Macedonio no Brasil (e a Cinefilia, de passagem)
Inácio Araújo
Macedonio Fernandez acabou ficando conhecido como “mestre de Borges”. Me parece uma meia verdade, e a publicação do “Museu do Romance da Eterna” no Brasil pode ajudar a recolocar as coisas no lugar.
Inclusive porque o próprio Borges não achava o Macedonio escritor grande coisa. Achava que ele era grande mesmo como falador.
Mas o “Museu” é um livro único para quem gosta de histórias.
Quem se lembra de um livro que não pode começar porque a cozinheira faltou e os personagens não terão o que comer?
“Museu” tem, por essas e outras, um monte de prólogos, um punhado de capítulos e, depois, mais alguns prólogos.
A rigor, é romance + teoria do romance. Ou narrativa + teoria da narrativa.
Quem se interessa também pela narrativa cinematográfica acho que vai ficar tão fascinado quanto eu.
É o primeiro livro completo de Macedonio que chega ao Brasil. Antes houve “Tudo e Nada”, uma bela compilação de achados do escritor. Levei o exemplar que tinha de presente para o amigo Marcelo em Paris.
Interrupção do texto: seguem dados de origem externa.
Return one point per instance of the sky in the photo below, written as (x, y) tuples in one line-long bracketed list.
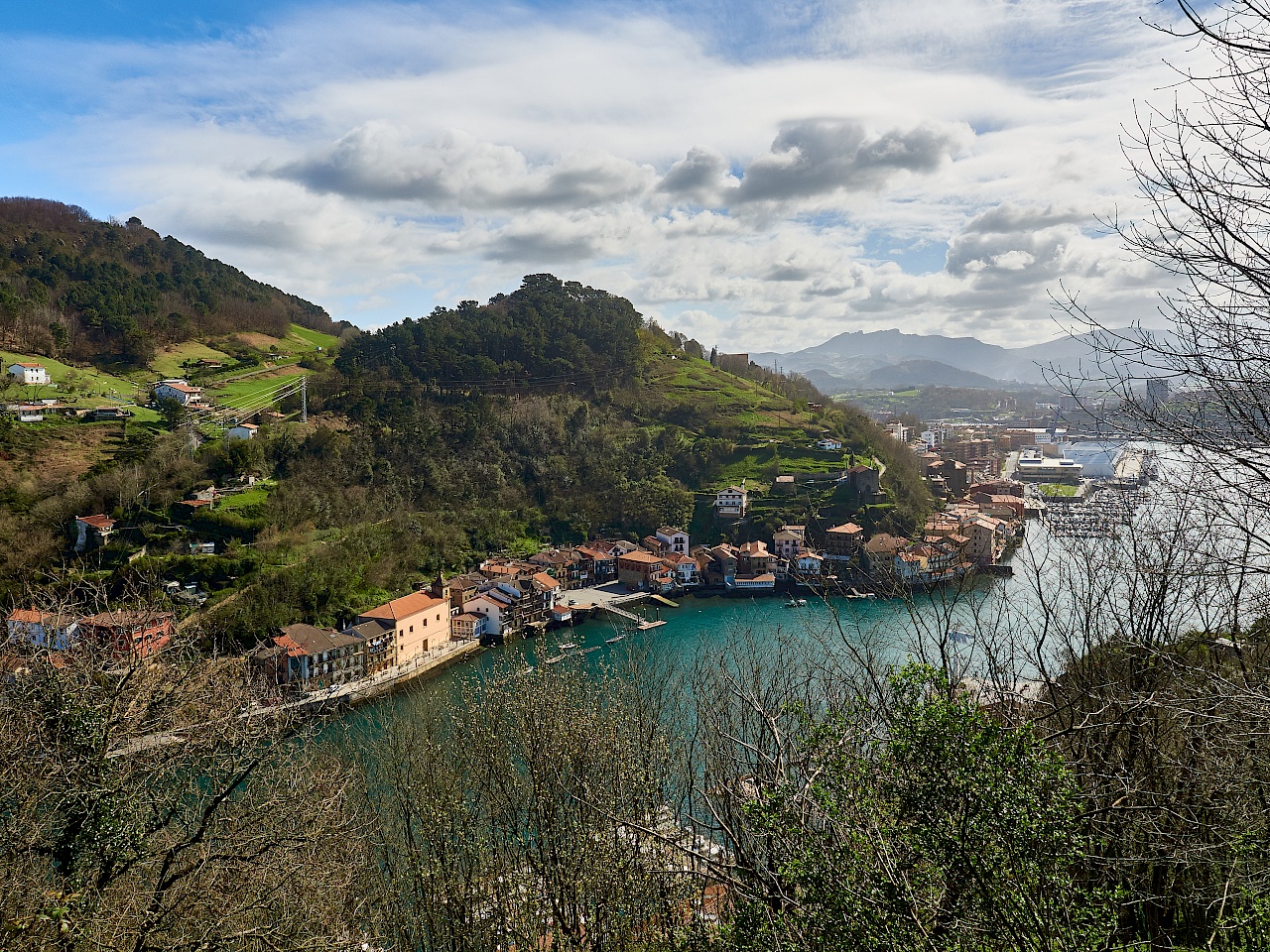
[(758, 176)]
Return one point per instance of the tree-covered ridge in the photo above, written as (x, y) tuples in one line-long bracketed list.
[(79, 289), (549, 334)]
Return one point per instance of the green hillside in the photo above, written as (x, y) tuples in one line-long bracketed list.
[(550, 414), (81, 290)]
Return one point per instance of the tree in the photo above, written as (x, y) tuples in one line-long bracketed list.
[(141, 810), (903, 816), (518, 816), (1203, 166)]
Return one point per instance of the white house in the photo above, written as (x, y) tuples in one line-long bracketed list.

Ele nunca deu retorno. Acho que não se interessou, mas a verdade é que na época ele estava se achando francês demais para dar bola ao argentino. A vida é a história de nossas cegueiras, não?
No meu registro, muito pessoal, entram dois grandes lançamentos, este mês, ambos CosacNaify.
“Cinefilia” é, obviamente, obrigatório para cinéfilos. Antoine De Baecque, seu autor, vai se firmando como o principal historiador do cinema francês do pós-guerra. Ele é co-autor da biografia de Truffaut, autor da biografia de Godard e da “História de uma Revista” (Cahiers du Cinéma).
“Cinefilia” é uma espécie de sequência a esse trabalho.
Ele faz uma história desse hábito de frequentar cinemas compulsivamente. Ou seja, dessa história, do momento em que se torna o centro de grandes transformações de nossa percepção cinematográfica (a França, a partir da Segunda Guerra).
É da cinefilia que virá, primeiro, a grande geração de críticos dos anos 1950, daí que virão “Cahiers”, “Positif” (esquerda), “Présence du Cinéma” (reacionária, mas muito talentosa) e tantas outras. Daí virá a Nouvelle Vague.
A cinefilia torna-se um objeto questionado (e questionável) a partir de 1968, sobretudo, na medida em que de certa forma antepõe-se ao mundo. E a época não permite muito isso.
O Louis Skorecki mesmo faz um artigo notável chamado “Contra a Nova Cinefilia”. Enfim, é de certa forma tudo isso que está no livro, descrito, discutido, analisado.
É também um livro que se detém sobre a cegueira que toma os espectadores. Como pudemos ser tão cegos? – acho que Godard é que se questionava assim, por conta do desprezo que eles tinham tido pelo Bergman.
Todos podem ser cegos…
Por isso dizia o grande Mizoguchi que, após cada plano, é preciso lavar os olhos.
Lavar os olhos! É mais difícil do que parece. Não raro nossos pressupostos estão à frente das evidências. Ver as evidências não é fácil.